From: Chuck Lever <chuck.lever@oracle.com>
Subject: Re: mount.nfs4 hangs when rpcbind is not reachable
Date: Fri, 23 Apr 2010 12:03:56 -0400
Message-ID: <4BD1C4EC.8050404@oracle.com>
References: <alpine.LSU.2.01.1004231717180.2242@obet.zrqbmnf.qr> <4BD1BD72.2030709@oracle.com> <alpine.LSU.2.01.1004231750380.20942@obet.zrqbmnf.qr>
Mime-Version: 1.0
Content-Type: text/plain; charset=US-ASCII; format=flowed
Cc: linux-nfs@vger.kernel.org
To: Jan Engelhardt <jengelh-nopoi9nDyk+ELgA04lAiVw@public.gmane.org>
In-Reply-To: <alpine.LSU.2.01.1004231750380.20942-SHaQjdQMGhDmsUXKMKRlFA@public.gmane.org>
Sender: linux-nfs-owner@vger.kernel.org

On 04/23/2010 11:53 AM, Jan Engelhardt wrote:
> On Friday 2010-04-23 17:32, Chuck Lever wrote:
>> On 04/23/2010 11:18 AM, Jan Engelhardt wrote:
>>>
>>> I just noticed that in a diskless-system initramfs, mount.nfs4 appears
>>> to hang whenever it cannot get a response (any response) from the
>>> rpcbind port. If there is no rpcbind running and thus, TCP RST is sent,
>>> fine. But if it's dropped, like when the "lo" device is not in the "up"
>>> state (as can easily happen at this stage of boot), mount.nfs4 waits
>>> forever.
>>
>> The rpcbind registration RPC request is "hard".  Maybe it should be "soft".
>>
>> But a better question is why are you doing an NFS mount if "lo" is not up?
>
> Don't ask me. When the kernel has started, lo is in the down state, and
> does not have any addresses assigned either. Distros have to currently
> do that themselves - usually only after the root filesystem has been
> moutned. I just ran into and reported that issue where lo is down the
> entire initramfs time. Needless to say NFSv3 has no problems with lo
> being down.

... that we know of.  I don't think statd and lockd would work in this 
case, but I've never tried it.

NFSv4 mount backgrounding hasn't worked until recently either, fwiw.

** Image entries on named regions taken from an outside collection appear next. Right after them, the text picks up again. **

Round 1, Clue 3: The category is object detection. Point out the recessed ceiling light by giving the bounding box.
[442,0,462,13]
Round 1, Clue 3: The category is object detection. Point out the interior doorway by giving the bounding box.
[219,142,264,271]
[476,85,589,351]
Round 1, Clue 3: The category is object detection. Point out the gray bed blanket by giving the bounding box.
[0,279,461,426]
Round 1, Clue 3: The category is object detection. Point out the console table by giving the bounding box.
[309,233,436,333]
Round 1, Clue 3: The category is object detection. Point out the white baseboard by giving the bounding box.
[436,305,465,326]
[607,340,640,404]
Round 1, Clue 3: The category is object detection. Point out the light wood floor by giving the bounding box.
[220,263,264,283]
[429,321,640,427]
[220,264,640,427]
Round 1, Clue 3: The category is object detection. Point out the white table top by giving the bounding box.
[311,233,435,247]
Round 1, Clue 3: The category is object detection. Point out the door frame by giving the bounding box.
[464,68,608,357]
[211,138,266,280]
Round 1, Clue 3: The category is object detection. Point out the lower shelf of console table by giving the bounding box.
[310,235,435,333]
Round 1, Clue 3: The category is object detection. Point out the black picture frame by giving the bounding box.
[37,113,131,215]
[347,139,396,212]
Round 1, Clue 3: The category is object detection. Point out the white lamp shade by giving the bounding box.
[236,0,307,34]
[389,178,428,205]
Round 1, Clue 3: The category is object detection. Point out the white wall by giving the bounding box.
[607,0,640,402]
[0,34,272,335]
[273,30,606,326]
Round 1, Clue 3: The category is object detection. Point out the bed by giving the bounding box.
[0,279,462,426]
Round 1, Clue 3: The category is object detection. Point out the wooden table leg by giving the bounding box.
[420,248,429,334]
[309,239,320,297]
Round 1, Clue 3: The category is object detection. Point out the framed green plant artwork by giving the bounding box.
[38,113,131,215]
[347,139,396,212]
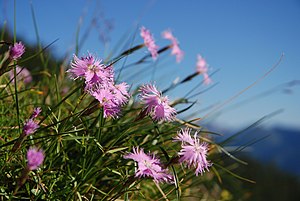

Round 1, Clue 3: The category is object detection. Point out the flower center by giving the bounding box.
[144,160,152,169]
[88,65,97,71]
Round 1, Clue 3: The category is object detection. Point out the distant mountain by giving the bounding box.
[207,125,300,177]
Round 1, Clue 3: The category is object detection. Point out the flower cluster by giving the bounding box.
[68,54,129,117]
[140,84,176,121]
[124,147,174,183]
[162,30,184,63]
[23,107,42,136]
[174,128,211,176]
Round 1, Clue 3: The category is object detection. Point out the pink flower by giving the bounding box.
[124,147,174,183]
[140,84,176,121]
[23,119,39,135]
[90,83,129,118]
[174,128,212,176]
[27,147,44,170]
[196,54,212,84]
[141,27,158,60]
[9,66,32,84]
[9,42,25,60]
[68,54,113,86]
[30,107,42,119]
[113,82,130,105]
[162,30,184,63]
[68,55,129,118]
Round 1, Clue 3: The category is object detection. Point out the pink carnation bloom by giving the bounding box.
[124,147,174,183]
[174,128,212,176]
[67,54,113,86]
[141,27,158,60]
[140,84,176,121]
[9,42,25,60]
[30,107,42,119]
[162,30,184,63]
[9,66,32,84]
[23,119,39,135]
[27,147,44,170]
[196,54,212,84]
[90,83,129,118]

>> NFS has never worked in this case, because there would be no way for
>> the kernel to communicate with user space.
>
> Netlink and ioctls work without lo ;-)

Sure, but RPC doesn't go over ioctls :-)

> In fact, you'd be surprised how much of Linux works without an enabled
> lo device. Part of it may be because eth0 is up and has an address that
> can be used to do loopbacking ('local 192.168.1.15 dev eth0 proto
> kernel scope host src 192.168.1.15' in `ip route list table local`).

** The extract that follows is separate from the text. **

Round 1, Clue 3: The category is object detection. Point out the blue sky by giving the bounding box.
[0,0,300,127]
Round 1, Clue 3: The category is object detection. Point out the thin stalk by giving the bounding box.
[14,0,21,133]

So, one way to address this would be if kernel_connect() returns a 
distinctive errno in this case (I would expect something like ENETDOWN) 
and then have the RPC transport behave as if it had received ECONNREFUSED.

Are you in a position to enable RPC debugging before doing that mount? 
If so, you can do

   # rpcdebug -m rpc -s trans

or, if rpcdebug isn't available, try

   # echo 128 > /proc/sys/sunrpc/rpc_debug

then try the mount. Look in /var/log/messages for the debugging messages.

If not, I'll have to find a way to try it here.

-- 
chuck[dot]lever[at]oracle[dot]com